Nara milirik suaminya dengan air mata yang sudah membanjir.
"Jangan berbohong, Mas tadi beneran kencan sama Riana, 'kan?"
Argan menggeleng. "Demi Allah aku nggak kencan sama Riana."
"Kenapa Mas bilang mau kencan sama Riana bahkan juga nggak kasih kabar." Nara terus mencecar.
"Aku sengaja bohong untuk melihat reaksi kamu. Aku sengaja nggak kasih kabar untuk tahu sekhawatir apa kamu sama aku. Sekarang aku sudah tahu jawabannya." Argan mengulas senyum. Sedang Nara semakin terisak, antara bahagia, lega, tapi juga kesal karena Argan sudah berbohong padanya.

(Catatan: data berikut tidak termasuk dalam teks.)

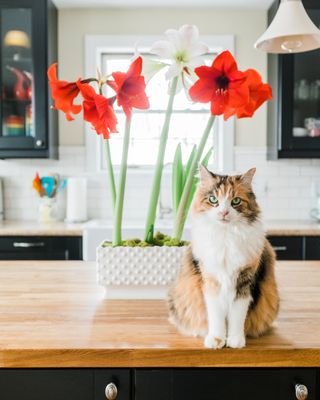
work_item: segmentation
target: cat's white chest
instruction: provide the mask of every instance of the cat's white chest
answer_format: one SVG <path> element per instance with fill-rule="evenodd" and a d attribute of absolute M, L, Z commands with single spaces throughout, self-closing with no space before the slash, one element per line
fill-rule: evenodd
<path fill-rule="evenodd" d="M 259 221 L 209 224 L 201 217 L 192 226 L 192 250 L 206 272 L 222 286 L 233 286 L 235 272 L 257 259 L 264 245 Z"/>

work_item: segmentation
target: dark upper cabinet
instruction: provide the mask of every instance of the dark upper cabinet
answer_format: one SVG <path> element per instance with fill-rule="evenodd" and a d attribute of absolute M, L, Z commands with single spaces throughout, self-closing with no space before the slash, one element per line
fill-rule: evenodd
<path fill-rule="evenodd" d="M 0 158 L 57 158 L 47 68 L 57 60 L 51 0 L 0 0 Z"/>
<path fill-rule="evenodd" d="M 269 23 L 279 1 L 269 10 Z M 304 7 L 320 26 L 319 0 Z M 268 81 L 273 101 L 268 104 L 268 158 L 320 157 L 320 50 L 268 55 Z"/>

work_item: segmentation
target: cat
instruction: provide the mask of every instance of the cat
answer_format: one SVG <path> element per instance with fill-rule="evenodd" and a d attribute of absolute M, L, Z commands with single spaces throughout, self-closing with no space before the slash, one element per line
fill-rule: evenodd
<path fill-rule="evenodd" d="M 205 347 L 242 348 L 277 316 L 275 253 L 252 190 L 256 169 L 218 175 L 200 167 L 191 245 L 168 292 L 169 320 Z"/>

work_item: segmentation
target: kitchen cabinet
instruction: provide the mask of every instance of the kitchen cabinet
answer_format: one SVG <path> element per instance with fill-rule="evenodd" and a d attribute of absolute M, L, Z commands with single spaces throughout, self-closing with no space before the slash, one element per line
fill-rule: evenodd
<path fill-rule="evenodd" d="M 300 384 L 317 400 L 318 375 L 315 368 L 6 369 L 0 387 L 1 400 L 291 400 Z"/>
<path fill-rule="evenodd" d="M 295 385 L 318 399 L 316 369 L 136 370 L 135 400 L 291 400 Z"/>
<path fill-rule="evenodd" d="M 57 60 L 51 0 L 0 0 L 0 158 L 57 158 L 47 68 Z"/>
<path fill-rule="evenodd" d="M 269 24 L 280 1 L 269 10 Z M 312 21 L 320 25 L 318 0 L 303 0 Z M 320 157 L 320 50 L 268 55 L 268 158 Z"/>
<path fill-rule="evenodd" d="M 82 260 L 82 237 L 1 236 L 0 260 Z"/>
<path fill-rule="evenodd" d="M 278 260 L 302 260 L 304 258 L 303 236 L 269 236 Z"/>
<path fill-rule="evenodd" d="M 320 236 L 268 236 L 278 260 L 320 260 Z"/>

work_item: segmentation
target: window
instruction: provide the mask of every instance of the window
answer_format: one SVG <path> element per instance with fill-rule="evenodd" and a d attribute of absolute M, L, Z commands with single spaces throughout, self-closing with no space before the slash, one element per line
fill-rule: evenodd
<path fill-rule="evenodd" d="M 154 57 L 147 50 L 151 44 L 159 39 L 148 37 L 143 43 L 140 40 L 138 47 L 144 57 Z M 228 48 L 233 51 L 233 38 L 230 36 L 204 37 L 210 46 L 210 52 L 204 57 L 207 64 L 211 63 L 215 55 Z M 136 37 L 118 36 L 87 36 L 86 37 L 86 74 L 92 76 L 99 68 L 103 74 L 112 71 L 127 70 L 133 54 L 133 45 L 137 42 Z M 149 110 L 134 110 L 131 125 L 131 141 L 129 149 L 128 164 L 131 169 L 150 170 L 157 157 L 159 136 L 161 133 L 164 114 L 167 108 L 167 86 L 165 70 L 158 72 L 147 85 L 147 95 L 150 100 Z M 111 92 L 110 92 L 111 93 Z M 199 142 L 199 136 L 208 120 L 208 104 L 193 104 L 187 99 L 182 89 L 174 100 L 173 114 L 170 123 L 168 145 L 165 155 L 165 163 L 173 160 L 174 152 L 178 143 L 182 145 L 184 158 L 189 155 L 194 144 Z M 118 166 L 121 160 L 122 137 L 124 132 L 125 117 L 122 110 L 115 105 L 118 117 L 119 133 L 112 134 L 110 142 L 113 164 Z M 89 165 L 91 170 L 104 170 L 104 148 L 102 140 L 97 140 L 92 135 L 90 126 L 87 130 L 87 147 L 89 163 L 96 160 L 95 166 Z M 213 129 L 211 140 L 208 140 L 207 149 L 214 146 L 213 166 L 220 170 L 232 169 L 233 159 L 233 122 L 222 123 L 217 119 Z M 227 147 L 228 146 L 228 147 Z M 205 150 L 205 152 L 206 152 Z M 204 152 L 204 153 L 205 153 Z"/>

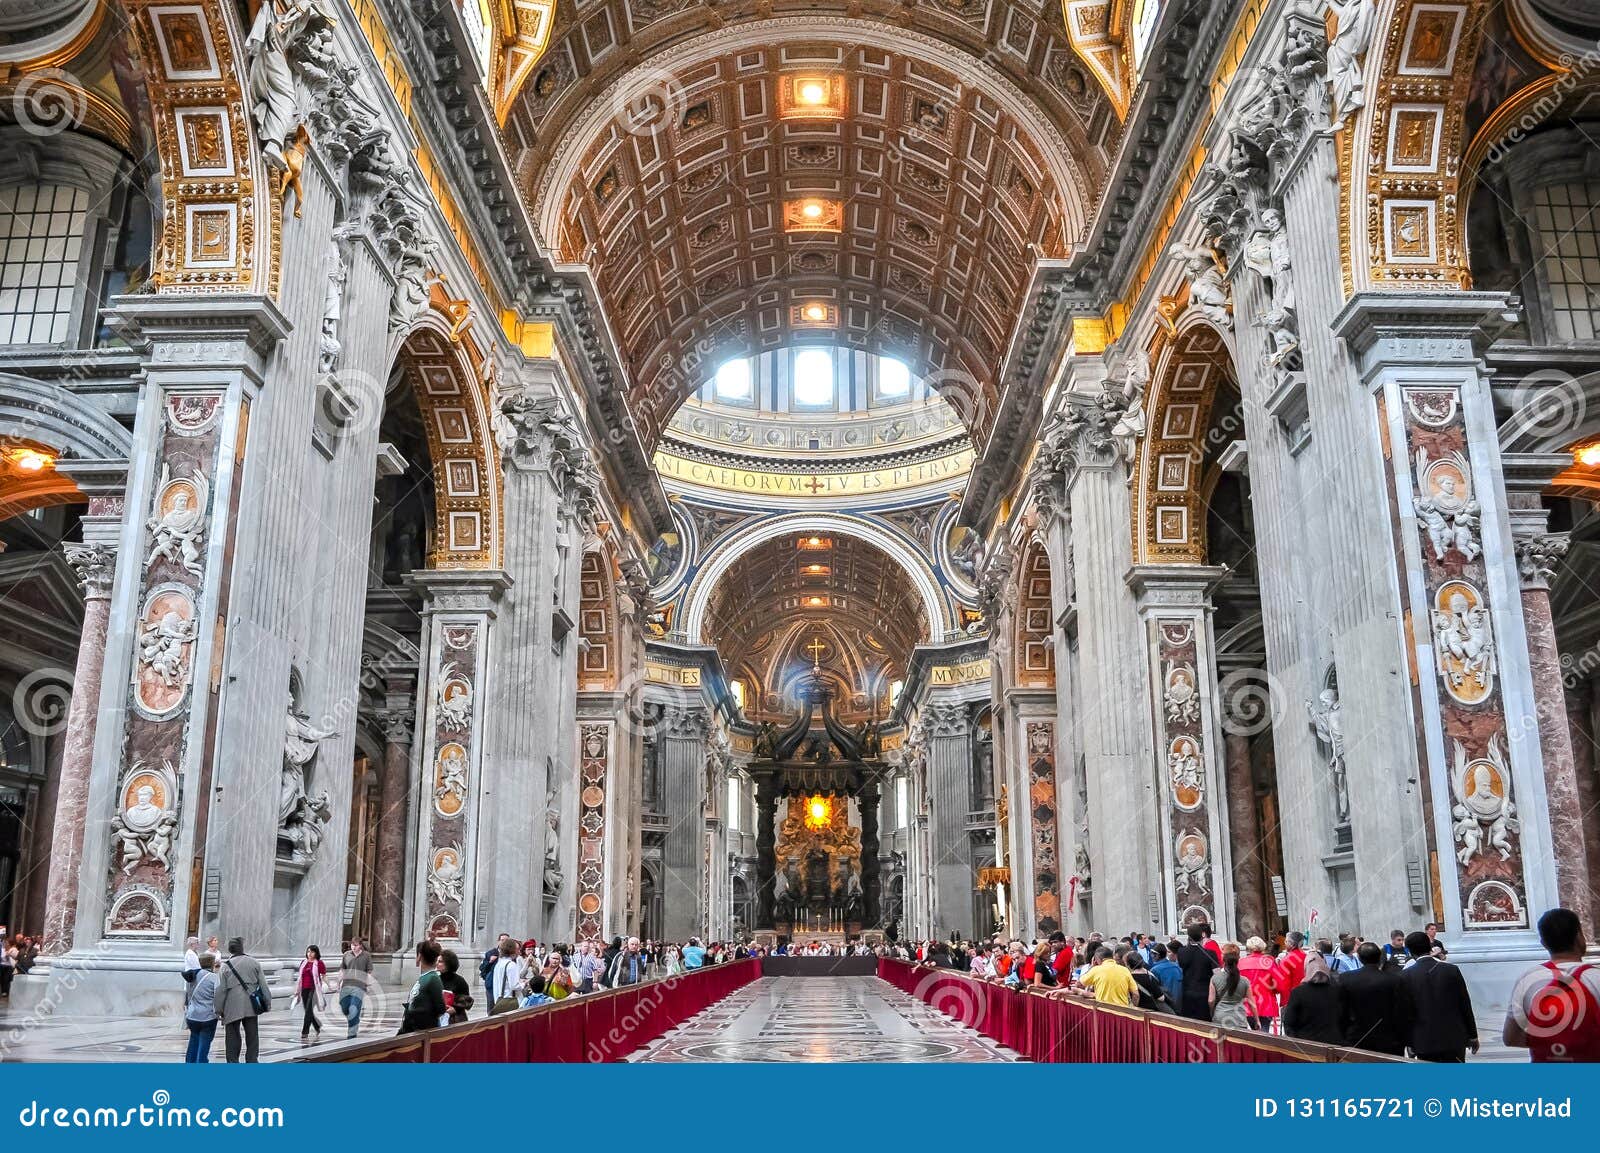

Argan meraih tangan Nara dan membantunya untuk berdiri. Nara masih saja menangis sesenggukan. Argan menyeka bulir bening yang membasahi pipi istrinya dengan jari-jarinya.
Tanpa suara...
Tanpa kata...
Hanya tangis Nara yang memecah kesunyian..
Dan tanpa Argan sadari, setitik air matanya jatuh, seakan ikut merasakan kesedihan istrinya.
Argan mendekap tubuh Nara. Ia memeluk erat istrinya seakan itu adalah kesempatan terakhirnya untuk memeluknya.
"Cup cup... sudah jangan nangis. Maafin aku ya, udah bikin kamu khawatir. Aku nggak akan macam-macam, Na. Aku sadar benar statusku sekarang ini sudah menjadi suamimu. Aku akan menjaga kesetiaan untukmu." Argan mengusap kepala Nara.
"Jangan pernah bohong kayak gini lagi apalagi sampai nggak kasih kabar. Aku bingung menjawab pertanyaan Sakha yang menanyakan Mas berkali-kali."
"Ya, aku janji. Kamu juga janji jangan bohongin aku lagi dan jangan dugem lagi." Argan mengecup puncak kepala istrinya.
Mereka saling berpelukan dengan jejak-jejak tangis yang berubah menjadi senyum di wajah keduanya. Tak peduli ada atau belum ada cinta, saat ini hanya ada keinginan tuk saling berbagi kehangatan dan kerinduan meski baru seharian berpisah.